Security considerations:

See Section 2.1

Contact:

httpapi@ietf.org or art@ietf.org

Author:

See Authors' Addresses section

Change controller:

IESG

3. Interoperability Considerations

3.1. YAML is an Evolving Language

YAML is an evolving language and, over time, some features have been added and others removed.

While this document is based on a given YAML version [YAML], the media type registration does not imply a specific version. This allows content negotiation of version-independent YAML resources.

Implementers concerned about features related to a specific YAML version can specify it in YAML documents using the %YAML directive (see Section 6.8.1 of [YAML]).

3.2. YAML streams

A YAML stream can contain zero or more YAML documents.

When receiving a multi-document stream, an application that only expects one-document streams, ought to signal an error instead of ignoring the extra documents.

Current implementations consider different documents in a stream independent, similarly to JSON Text Sequences (see [RFC7464]); elements such as anchors are not guaranteed to be referenceable across different documents.

3.3. Filename extension

The "yaml" filename extension is the preferred one; it is the most popular and widely used on the web. The "yml" filename extension is still used. The simultaneous usage of two filename extensions in the same context might cause interoperability issues (e.g. when both a "config.yaml" and a "config.yml" are present).

3.4. YAML and JSON

When using flow collection styles (see Section 7.4 of [YAML]) a YAML document could look like JSON [JSON], thus similar interoperability considerations apply.

When using YAML as a more efficient format to serialize information intended to be consumed as JSON, information not reflected in the representation graph and classified as presentation or serialization detail (see Section 3.2 of [YAML]) can be discarded. This includes comments (see Section 3.2.3.3 of [YAML]), directives, and alias nodes (see Section 7.1 of [YAML]) that do not have a JSON counterpart.

# This comment will be lost
# when serializing in JSON.
Title:
  type: string
  maxLength: &text_limit 64

Name:
  type: string
  maxLength: *text_limit  # Replaced by the value 64.
Figure 2: JSON replaces alias nodes with static values.

Implementers need to ensure that relevant information will not be lost during the processing. For example, they might consider acceptable that alias nodes are replaced by static values.

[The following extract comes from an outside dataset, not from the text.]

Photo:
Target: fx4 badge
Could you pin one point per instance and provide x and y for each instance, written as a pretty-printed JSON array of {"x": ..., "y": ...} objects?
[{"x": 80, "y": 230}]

In some cases an implementer may want to define a list of allowed YAML features, taking into account that the following ones might have interoperability issues with JSON:

  • multi-document YAML streams;
  • non UTF-8 encoding, since YAML supports UTF-16 and UTF-32 in addition to UTF-8;
  • mapping keys that are not strings;
  • circular references represented using anchor (see Section 4.2 and Figure 4);
  • .inf and .nan float values, since JSON does not support them;
  • non-JSON types, including the ones associated with tags like !!timestamp that were included in the default schema of older YAML versions;
  • tags in general, and specifically the ones that do not map to JSON types like custom and local tags such as !!python/object and !mytag (see Section 2.4 of [YAML]);
 %YAML 1.2
 ---
 non-json-keys:
   0: a number
   [0, 1]: a sequence
   ? {k: v}
   : a map
 ---
 non-json-keys:
   !date 2020-01-01: a timestamp
 non-json-value: !date 2020-01-01
 ...
Figure 3: Example of mapping keys and values not supported in JSON in a multi-document YAML stream

3.5. Fragment identifiers

To allow fragment identifiers to traverse alias nodes, the YAML representation graph needs to be generated before the fragment identifier evaluation. It is important that this evaluation will not cause the issues mentioned in Section 3.4 and in Security considerations (Section 4) such as infinite loops and unexpected code execution.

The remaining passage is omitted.